Since launching the project in 2015, Enos and colleagues have recruited more than 16,000 volunteers from around the world who have taken part in hundreds of Harvard studies, which have been published in leading journals in political science, psychology and other fields.
“We've had the opportunity to work with social scientists across the university on some really interesting, cutting-edge projects,” said Austin Strange, Director of Research at DLABSS and Government PhD Candidate. “Our volunteers often tell us they enjoy the diversity in topics and types of surveys.”
“And our researchers value the resource of an unpaid, high-quality subject pool,” added Lakeman. “It's a win-win opportunity for learning on both sides.”
As the use of digital technology for the social sciences continues to mature, Enos said, he believes DLABSS can play a key role in how studies are conducted.

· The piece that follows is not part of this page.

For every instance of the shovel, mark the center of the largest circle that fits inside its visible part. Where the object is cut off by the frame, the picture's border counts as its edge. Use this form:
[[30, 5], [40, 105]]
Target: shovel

“One of the major advances in survey research in the last decade or so has been the idea to create consortiums and share the cost across several universities,” Enos said. “We’re looking to move DLABSS into something that Harvard will support, but that can include other universities that can help with subject acquisition so we can move beyond 16,000 subjects and imagine a day when we have 200,000 or 300,000 subjects.
“I think when we reach that point, that’s something that can upend Mechanical Turk,” he said. “We can move beyond some of the concerns we have and move towards a model that perhaps is better for everybody.”